# SageMaker BYOC (Bring Your Own Container) Training

This notebook demonstrates training with a custom Docker container on Amazon SageMaker.

## Overview
BYOC allows complete control over the training environment by using custom Docker containers. This is useful when:
- You need specific library versions
- You have custom dependencies
- You want to replicate your local environment exactly
- You need specialized ML frameworks

## Prerequisites
- Docker installed locally
- AWS CLI configured
- ECR repository created
- Custom container built and pushed to ECR

## Steps
1. Install dependencies
2. Configure training data
3. Define hyperparameters
4. Create estimator with custom container
5. Start training job

## Step 1: Install Dependencies

In [None]:
%pip install sagemaker

In [None]:
import sagemaker
print(sagemaker.__version__)

## Step 2: Configure Training Data

Specify S3 locations for training and validation data.

In [None]:
import sagemaker
from sagemaker.inputs import TrainingInput
bucket_name = "Your-Bucket-Name-Here"
datasets_name = "dataset-folder-name"
train_input = TrainingInput(s3_data = "s3://" + bucket_name + '/' + datasets_name + '/' + 'train')
valid_input = TrainingInput(s3_data = "s3://" + bucket_name + '/' + datasets_name + '/' + 'valid')

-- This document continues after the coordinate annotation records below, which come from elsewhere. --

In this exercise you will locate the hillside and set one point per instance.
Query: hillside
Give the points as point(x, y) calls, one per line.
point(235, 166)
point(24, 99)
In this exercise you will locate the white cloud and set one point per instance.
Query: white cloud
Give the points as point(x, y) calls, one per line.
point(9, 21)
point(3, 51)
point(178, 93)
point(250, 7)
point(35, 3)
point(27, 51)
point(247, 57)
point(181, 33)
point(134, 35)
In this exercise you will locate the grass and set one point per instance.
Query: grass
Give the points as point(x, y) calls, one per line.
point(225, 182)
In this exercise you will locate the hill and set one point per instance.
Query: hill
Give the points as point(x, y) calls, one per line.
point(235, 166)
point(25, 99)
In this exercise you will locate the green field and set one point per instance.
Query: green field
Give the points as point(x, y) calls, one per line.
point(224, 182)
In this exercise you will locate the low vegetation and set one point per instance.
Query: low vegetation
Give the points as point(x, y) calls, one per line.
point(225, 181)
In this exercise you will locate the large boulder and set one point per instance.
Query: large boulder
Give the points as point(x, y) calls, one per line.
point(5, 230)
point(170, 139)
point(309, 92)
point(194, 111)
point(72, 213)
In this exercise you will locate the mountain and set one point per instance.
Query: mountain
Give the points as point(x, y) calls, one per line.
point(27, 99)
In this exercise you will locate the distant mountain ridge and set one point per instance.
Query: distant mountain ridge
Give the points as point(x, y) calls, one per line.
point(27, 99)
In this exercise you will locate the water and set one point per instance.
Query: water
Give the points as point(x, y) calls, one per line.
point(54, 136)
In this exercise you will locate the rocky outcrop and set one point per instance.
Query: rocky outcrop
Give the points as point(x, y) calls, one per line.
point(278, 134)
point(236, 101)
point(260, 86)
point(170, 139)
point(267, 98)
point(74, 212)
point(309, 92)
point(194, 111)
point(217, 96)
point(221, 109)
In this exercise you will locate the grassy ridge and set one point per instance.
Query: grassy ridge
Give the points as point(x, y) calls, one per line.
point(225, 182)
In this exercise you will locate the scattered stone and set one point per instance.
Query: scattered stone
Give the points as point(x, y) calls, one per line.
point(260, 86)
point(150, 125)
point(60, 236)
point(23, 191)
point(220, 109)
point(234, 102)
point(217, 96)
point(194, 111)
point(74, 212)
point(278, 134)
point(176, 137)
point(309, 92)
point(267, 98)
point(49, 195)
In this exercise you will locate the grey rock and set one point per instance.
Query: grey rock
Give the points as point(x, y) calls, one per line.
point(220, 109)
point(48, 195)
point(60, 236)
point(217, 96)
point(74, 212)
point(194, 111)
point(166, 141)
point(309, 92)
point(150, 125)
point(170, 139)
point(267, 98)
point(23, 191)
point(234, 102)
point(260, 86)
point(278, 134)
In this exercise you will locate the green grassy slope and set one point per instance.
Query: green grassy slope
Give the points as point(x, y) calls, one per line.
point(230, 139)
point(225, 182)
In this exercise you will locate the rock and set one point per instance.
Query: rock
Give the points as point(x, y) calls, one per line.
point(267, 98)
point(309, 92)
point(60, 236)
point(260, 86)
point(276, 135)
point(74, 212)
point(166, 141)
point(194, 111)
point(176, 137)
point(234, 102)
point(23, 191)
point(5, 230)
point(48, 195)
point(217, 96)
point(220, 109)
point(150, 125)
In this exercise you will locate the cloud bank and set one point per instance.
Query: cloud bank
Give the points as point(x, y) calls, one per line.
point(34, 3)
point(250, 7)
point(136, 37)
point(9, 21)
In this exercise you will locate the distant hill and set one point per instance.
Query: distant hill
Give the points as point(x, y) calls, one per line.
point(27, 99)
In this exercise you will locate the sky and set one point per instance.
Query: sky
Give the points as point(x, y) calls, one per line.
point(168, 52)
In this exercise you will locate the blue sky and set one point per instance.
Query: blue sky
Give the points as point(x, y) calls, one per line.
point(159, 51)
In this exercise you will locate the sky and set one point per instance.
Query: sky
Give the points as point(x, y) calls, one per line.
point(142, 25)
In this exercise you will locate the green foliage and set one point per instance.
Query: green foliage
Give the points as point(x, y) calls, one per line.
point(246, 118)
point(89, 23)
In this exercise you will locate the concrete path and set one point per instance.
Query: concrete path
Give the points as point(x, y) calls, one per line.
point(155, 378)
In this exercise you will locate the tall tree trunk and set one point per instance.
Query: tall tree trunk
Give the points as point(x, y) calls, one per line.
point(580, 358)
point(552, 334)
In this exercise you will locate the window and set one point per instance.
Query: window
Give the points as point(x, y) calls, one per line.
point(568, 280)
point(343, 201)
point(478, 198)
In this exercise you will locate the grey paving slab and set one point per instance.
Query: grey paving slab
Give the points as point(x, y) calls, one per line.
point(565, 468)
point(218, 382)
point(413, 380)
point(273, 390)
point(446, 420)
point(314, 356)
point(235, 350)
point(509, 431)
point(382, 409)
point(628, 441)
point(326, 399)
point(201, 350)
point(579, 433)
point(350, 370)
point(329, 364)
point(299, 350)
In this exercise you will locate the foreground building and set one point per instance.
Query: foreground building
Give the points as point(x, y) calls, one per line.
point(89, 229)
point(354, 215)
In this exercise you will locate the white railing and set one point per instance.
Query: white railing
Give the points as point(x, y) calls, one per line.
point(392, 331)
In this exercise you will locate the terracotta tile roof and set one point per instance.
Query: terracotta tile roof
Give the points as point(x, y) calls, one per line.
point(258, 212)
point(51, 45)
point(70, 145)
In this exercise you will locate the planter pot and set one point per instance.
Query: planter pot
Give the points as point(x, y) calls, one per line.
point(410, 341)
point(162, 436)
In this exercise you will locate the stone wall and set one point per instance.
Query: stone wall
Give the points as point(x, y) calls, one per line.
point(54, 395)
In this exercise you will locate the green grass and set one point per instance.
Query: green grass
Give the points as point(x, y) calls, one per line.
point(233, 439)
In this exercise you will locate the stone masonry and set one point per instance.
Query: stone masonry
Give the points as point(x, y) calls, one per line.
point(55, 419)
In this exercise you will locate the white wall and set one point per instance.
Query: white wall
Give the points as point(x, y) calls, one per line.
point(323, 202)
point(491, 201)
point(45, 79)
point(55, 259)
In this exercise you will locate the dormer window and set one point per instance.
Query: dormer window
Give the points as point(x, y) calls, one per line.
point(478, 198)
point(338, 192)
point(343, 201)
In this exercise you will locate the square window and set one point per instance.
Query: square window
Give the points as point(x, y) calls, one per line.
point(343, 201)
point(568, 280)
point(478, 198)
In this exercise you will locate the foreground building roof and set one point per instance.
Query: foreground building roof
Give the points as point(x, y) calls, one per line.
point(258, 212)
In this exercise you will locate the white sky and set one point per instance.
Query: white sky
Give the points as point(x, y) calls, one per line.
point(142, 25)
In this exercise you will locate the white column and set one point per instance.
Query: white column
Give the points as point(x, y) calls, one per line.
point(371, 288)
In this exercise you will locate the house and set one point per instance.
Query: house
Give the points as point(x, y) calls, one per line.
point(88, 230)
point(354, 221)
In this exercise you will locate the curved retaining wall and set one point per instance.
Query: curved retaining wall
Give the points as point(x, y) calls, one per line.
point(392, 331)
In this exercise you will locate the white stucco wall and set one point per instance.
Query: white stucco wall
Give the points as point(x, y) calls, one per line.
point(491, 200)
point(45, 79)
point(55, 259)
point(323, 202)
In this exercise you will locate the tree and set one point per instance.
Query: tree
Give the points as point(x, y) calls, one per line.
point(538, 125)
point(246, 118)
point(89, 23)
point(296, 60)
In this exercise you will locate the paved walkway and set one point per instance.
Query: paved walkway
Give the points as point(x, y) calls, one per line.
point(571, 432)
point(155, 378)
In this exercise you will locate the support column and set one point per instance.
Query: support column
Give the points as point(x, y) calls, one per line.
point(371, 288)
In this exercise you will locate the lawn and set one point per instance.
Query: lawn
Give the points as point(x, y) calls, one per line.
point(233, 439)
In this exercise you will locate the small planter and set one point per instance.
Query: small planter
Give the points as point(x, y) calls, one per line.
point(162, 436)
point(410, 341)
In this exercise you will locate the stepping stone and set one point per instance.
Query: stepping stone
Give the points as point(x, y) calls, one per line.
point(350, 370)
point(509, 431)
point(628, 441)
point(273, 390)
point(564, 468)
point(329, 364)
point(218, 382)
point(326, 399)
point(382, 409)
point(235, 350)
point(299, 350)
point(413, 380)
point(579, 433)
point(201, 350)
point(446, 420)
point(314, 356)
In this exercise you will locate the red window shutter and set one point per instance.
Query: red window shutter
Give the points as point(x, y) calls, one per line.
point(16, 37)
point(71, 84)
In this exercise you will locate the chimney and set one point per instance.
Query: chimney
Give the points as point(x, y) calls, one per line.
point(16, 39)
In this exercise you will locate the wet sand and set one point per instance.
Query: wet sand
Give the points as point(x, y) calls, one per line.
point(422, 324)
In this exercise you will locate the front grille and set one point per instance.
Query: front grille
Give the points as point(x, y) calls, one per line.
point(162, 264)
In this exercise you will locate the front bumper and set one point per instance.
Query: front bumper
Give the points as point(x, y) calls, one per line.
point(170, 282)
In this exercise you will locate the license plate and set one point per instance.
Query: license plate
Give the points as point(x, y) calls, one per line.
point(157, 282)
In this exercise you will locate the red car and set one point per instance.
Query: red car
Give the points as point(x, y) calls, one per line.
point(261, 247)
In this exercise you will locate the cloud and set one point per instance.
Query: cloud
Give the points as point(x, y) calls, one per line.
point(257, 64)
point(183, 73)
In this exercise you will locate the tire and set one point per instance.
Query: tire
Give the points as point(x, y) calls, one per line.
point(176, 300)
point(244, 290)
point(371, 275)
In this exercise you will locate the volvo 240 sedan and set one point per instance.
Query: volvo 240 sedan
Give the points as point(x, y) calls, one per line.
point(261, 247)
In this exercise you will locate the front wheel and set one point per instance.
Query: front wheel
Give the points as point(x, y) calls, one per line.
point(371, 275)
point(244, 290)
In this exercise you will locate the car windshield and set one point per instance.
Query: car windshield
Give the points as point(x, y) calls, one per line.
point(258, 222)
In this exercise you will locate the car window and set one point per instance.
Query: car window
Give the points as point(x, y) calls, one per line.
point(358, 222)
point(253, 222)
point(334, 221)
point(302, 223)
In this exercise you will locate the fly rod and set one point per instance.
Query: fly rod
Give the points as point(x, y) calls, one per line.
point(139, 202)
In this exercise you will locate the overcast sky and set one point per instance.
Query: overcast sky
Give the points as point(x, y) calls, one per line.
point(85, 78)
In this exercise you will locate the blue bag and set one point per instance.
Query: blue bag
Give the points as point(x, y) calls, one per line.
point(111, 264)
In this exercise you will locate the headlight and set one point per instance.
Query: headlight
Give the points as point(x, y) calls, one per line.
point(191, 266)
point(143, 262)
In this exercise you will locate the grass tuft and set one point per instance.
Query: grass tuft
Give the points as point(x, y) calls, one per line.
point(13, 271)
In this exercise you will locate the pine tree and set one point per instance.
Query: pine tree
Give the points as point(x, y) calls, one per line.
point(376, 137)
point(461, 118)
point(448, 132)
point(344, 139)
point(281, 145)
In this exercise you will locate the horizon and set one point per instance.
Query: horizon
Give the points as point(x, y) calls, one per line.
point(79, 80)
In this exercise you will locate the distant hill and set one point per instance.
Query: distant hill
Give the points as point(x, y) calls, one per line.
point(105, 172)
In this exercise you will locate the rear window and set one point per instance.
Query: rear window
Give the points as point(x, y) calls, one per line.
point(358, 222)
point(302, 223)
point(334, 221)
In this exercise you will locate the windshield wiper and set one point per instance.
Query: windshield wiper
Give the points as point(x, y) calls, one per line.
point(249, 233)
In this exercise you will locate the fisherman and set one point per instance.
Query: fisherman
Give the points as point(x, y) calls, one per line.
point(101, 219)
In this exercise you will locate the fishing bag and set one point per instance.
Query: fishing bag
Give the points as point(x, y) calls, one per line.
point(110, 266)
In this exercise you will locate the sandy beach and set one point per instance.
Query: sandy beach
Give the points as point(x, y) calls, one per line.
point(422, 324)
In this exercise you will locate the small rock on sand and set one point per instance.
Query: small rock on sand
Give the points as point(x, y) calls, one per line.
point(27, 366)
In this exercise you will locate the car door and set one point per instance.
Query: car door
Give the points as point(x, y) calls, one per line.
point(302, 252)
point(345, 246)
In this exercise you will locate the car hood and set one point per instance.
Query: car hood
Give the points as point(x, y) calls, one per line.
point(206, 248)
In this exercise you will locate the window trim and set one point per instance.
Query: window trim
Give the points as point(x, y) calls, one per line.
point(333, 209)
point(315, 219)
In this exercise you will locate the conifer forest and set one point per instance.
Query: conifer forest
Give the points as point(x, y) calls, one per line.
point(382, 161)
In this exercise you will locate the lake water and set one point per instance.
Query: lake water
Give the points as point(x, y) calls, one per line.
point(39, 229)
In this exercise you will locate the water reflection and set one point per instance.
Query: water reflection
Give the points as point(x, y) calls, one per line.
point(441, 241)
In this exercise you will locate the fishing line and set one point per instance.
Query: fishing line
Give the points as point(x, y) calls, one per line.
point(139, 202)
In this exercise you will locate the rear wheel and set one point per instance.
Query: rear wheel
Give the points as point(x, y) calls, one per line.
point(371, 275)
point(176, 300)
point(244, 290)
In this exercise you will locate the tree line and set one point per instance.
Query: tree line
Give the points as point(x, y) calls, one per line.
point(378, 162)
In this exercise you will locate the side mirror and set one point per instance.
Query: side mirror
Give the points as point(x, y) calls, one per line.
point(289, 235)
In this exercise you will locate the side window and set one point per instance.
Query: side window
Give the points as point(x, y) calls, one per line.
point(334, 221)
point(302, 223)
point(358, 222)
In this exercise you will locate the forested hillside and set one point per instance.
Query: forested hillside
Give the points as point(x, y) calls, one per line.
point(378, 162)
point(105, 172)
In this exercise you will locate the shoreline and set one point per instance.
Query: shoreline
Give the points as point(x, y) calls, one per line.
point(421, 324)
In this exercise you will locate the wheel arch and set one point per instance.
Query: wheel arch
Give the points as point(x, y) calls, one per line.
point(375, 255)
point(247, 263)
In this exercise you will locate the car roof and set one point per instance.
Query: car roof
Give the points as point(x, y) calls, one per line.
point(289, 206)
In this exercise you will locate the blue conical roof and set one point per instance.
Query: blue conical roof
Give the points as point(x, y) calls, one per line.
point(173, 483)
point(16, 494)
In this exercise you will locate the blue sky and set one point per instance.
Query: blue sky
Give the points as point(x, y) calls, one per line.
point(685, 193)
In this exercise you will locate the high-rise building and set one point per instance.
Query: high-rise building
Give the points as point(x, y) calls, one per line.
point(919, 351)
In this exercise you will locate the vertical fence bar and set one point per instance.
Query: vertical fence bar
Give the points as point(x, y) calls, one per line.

## Setting hyperparameters

In [None]:
hyperparameters = {"batch_size": 16,
                    "epochs": 1,
                    "learning_rate": 0.001,
                    "model_name": "DenseNet121",
                    "num_classes": 8,
                    }

In [None]:
from sagemaker.pytorch.estimator import PyTorch
from sagemaker import get_execution_role

execution_role = get_execution_role()
# Use image in us-east-1 (copy from us-east-2 or use default SageMaker image)
image_uri = '763104351884.dkr.ecr.us-east-1.amazonaws.com/pytorch-training:2.5.1-gpu-py311-cu124-ubuntu22.04-sagemaker'
estimator = PyTorch(
    source_dir = "src", #directory inside the container
    entry_point = "train.py", # training script
    framework_version = "1.12", #PyTorch Framework version, keep it same as used in default example
    py_version = "py38", # Compatible Python version to use
    image_uri = image_uri,
    instance_count = 1, #number of EC2 instances needed for training
    instance_type = "ml.g5.xlarge", #Type of EC2 instance/s needed for training Use 'local" for local mode
    role = execution_role, #Execution role used by training job
    hyperparameters=hyperparameters,
    dependencies=['src/requirements.txt'], #Dependencies needed for training
)

inputs = {"train":train_input, "test": valid_input}
#Start the training
estimator.fit(inputs)